O secretário destacou que a ação está em sintonia com a diretriz da gestão do prefeito Arthur Virgílio Neto de ampliação das cooperações internacionais, em favor da população manauense, sobretudo as comunidades rurais. “Mantivemos a sintonia com a equipe do Consulado Geral do Japão em Manaus, a partir do êxito do convênio de cooperação, e apresentamos nova proposta que foi aprovada”, observou o secretário.

Visita
Em agosto deste ano, a representante do Setor de Política, Economia e Cooperação do Consulado Geral do Japão em Manaus, Takako Shima, visitou as duas comunidades para avaliar as condições de instalação dos poços, juntamente com técnicos da Semmas. “A aprovação do projeto deixou tanto a equipe das Semmas como as comunidades muito felizes porque, a partir da parceria, será resolvido um problema antigo, que era a falta de um abastecimento de água potável adequado para as famílias”, ressalta o diretor de Áreas Protegidas da Semmas, Márcio Bentes.

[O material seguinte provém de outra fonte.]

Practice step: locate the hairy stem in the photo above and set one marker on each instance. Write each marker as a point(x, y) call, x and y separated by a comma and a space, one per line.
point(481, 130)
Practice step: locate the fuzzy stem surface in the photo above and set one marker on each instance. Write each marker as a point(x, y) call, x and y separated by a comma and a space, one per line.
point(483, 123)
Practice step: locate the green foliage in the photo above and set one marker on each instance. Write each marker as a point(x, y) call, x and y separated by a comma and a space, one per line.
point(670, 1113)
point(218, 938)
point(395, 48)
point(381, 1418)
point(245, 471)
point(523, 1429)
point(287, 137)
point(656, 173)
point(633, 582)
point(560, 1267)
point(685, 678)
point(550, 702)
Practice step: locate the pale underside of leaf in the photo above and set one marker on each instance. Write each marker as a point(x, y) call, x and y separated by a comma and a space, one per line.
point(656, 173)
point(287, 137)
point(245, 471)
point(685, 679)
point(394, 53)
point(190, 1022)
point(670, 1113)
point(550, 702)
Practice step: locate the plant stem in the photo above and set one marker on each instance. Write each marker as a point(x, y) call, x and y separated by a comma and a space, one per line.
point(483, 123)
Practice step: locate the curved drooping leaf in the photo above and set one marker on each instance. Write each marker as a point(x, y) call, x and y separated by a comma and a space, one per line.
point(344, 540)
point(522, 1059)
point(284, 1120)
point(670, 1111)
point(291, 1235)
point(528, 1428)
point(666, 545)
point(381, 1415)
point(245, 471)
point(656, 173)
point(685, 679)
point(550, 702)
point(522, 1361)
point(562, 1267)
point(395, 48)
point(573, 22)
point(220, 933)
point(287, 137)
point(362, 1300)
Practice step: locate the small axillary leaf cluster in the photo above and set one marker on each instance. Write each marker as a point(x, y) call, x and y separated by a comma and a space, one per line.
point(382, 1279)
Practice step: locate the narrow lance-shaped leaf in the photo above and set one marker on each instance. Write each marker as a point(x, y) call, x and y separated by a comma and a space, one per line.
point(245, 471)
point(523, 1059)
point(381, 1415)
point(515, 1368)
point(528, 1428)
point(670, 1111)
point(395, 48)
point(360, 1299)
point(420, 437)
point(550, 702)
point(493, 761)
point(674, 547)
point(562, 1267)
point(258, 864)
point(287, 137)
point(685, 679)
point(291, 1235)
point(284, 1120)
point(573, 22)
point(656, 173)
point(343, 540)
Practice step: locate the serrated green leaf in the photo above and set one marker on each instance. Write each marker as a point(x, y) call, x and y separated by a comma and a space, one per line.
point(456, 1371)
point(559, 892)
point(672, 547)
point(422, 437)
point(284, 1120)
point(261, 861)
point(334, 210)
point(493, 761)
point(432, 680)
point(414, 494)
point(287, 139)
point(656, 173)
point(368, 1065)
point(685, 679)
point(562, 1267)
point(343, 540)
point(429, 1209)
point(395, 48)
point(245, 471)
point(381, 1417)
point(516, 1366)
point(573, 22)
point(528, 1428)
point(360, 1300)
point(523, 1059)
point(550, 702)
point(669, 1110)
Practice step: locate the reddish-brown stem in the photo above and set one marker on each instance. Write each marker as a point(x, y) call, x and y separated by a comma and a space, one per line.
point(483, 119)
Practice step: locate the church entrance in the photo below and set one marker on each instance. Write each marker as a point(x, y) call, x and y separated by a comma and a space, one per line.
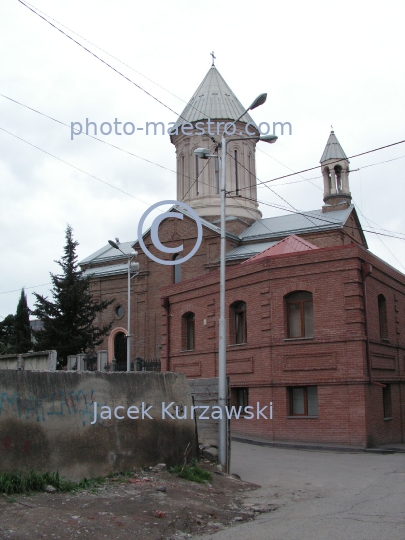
point(120, 351)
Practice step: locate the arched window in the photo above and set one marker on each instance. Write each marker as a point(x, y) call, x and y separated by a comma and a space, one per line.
point(216, 161)
point(183, 175)
point(176, 269)
point(382, 315)
point(188, 331)
point(300, 315)
point(120, 351)
point(197, 173)
point(327, 176)
point(238, 324)
point(338, 172)
point(236, 172)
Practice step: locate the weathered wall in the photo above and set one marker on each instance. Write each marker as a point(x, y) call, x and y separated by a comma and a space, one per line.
point(45, 421)
point(37, 361)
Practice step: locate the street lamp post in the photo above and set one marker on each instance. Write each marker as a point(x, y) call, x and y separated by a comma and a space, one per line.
point(134, 267)
point(204, 153)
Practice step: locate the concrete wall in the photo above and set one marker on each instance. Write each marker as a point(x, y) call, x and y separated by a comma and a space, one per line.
point(36, 361)
point(46, 421)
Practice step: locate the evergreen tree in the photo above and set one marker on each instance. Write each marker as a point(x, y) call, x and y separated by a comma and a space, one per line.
point(68, 319)
point(22, 327)
point(7, 335)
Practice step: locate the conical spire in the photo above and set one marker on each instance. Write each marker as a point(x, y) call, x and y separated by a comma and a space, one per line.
point(213, 99)
point(333, 150)
point(335, 172)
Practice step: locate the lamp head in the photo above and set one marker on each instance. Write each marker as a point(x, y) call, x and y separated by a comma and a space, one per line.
point(258, 101)
point(113, 244)
point(271, 139)
point(202, 153)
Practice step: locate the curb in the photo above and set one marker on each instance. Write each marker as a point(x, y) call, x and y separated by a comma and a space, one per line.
point(319, 447)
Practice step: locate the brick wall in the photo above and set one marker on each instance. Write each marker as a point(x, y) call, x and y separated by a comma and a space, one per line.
point(335, 359)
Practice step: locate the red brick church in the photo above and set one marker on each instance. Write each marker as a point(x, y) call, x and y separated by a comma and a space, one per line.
point(315, 321)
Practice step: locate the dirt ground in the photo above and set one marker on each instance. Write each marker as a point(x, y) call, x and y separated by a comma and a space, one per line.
point(149, 505)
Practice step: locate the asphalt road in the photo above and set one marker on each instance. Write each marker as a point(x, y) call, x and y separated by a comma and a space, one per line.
point(321, 495)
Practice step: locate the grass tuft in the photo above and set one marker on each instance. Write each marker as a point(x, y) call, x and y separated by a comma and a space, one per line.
point(12, 483)
point(192, 472)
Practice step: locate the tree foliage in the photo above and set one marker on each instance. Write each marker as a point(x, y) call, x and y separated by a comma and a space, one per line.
point(22, 327)
point(68, 319)
point(7, 335)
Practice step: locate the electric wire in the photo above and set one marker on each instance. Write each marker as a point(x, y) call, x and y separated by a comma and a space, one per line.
point(318, 166)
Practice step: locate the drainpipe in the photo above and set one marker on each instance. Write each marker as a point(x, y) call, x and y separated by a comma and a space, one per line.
point(165, 303)
point(366, 270)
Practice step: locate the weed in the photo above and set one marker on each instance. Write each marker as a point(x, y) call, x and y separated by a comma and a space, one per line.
point(192, 472)
point(16, 483)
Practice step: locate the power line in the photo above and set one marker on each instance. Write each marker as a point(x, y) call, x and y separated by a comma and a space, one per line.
point(107, 64)
point(106, 52)
point(318, 166)
point(73, 166)
point(318, 218)
point(33, 287)
point(100, 59)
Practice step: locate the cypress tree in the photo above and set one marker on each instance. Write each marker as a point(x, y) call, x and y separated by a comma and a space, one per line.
point(22, 327)
point(7, 335)
point(68, 318)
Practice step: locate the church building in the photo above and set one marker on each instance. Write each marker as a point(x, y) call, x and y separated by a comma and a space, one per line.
point(315, 321)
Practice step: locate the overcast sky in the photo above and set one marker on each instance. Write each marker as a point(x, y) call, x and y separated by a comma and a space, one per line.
point(339, 63)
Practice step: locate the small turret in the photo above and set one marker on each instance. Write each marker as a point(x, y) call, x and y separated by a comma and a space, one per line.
point(335, 172)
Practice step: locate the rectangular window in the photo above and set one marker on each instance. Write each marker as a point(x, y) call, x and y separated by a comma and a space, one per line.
point(387, 403)
point(300, 315)
point(240, 397)
point(303, 401)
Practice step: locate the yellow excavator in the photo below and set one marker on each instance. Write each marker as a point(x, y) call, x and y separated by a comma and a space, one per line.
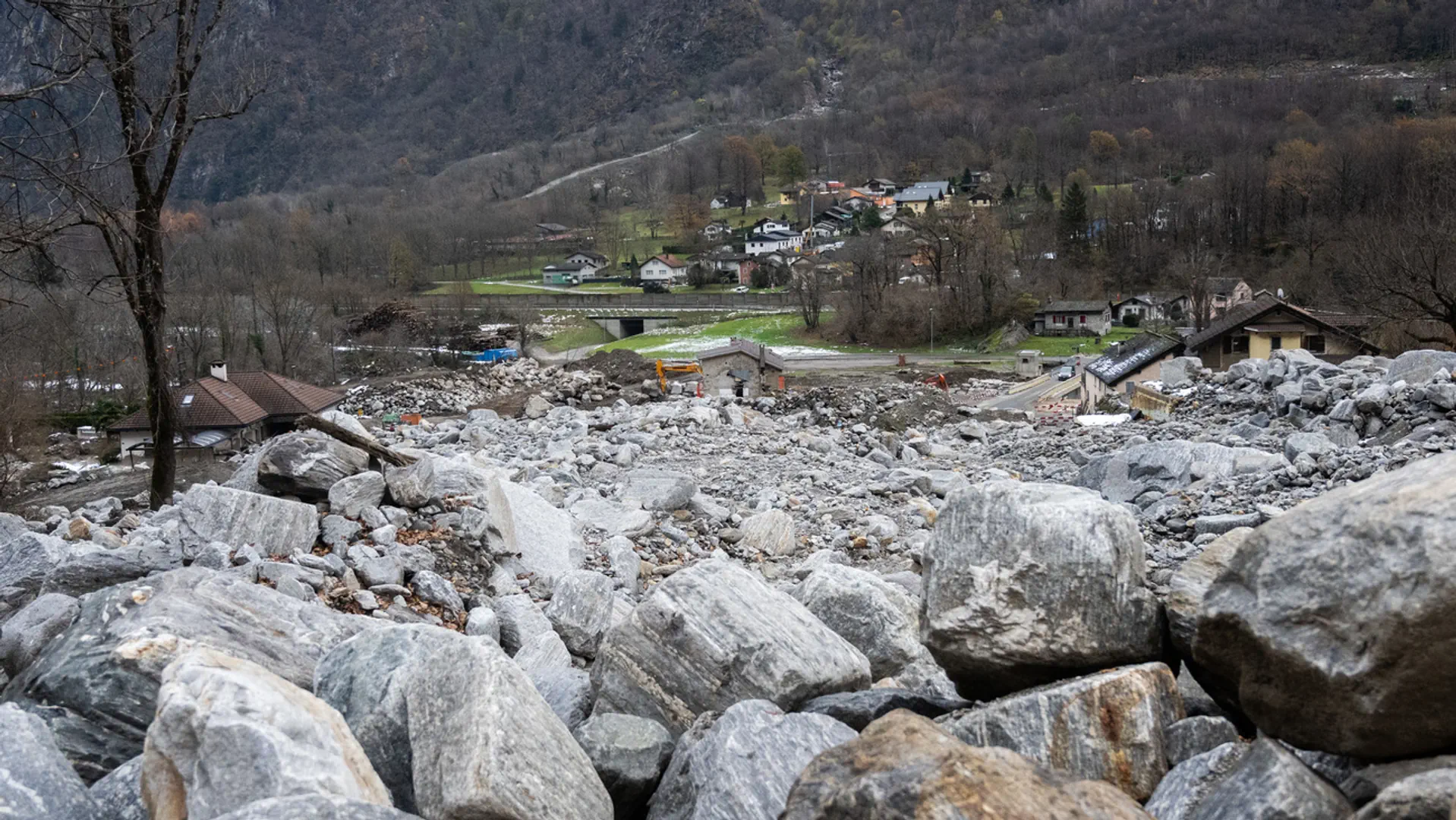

Durante a visita, moradores das duas comunidades foram ouvidos pela representante do governo japonês. Ao todo, o projeto beneficiará 530 pessoas, sendo 340 residentes na comunidade São João, e 190 na Colônia Central – esta última localizada no ponto mais isolado da reserva, com dificuldade de acesso, sobretudo em período de vazante.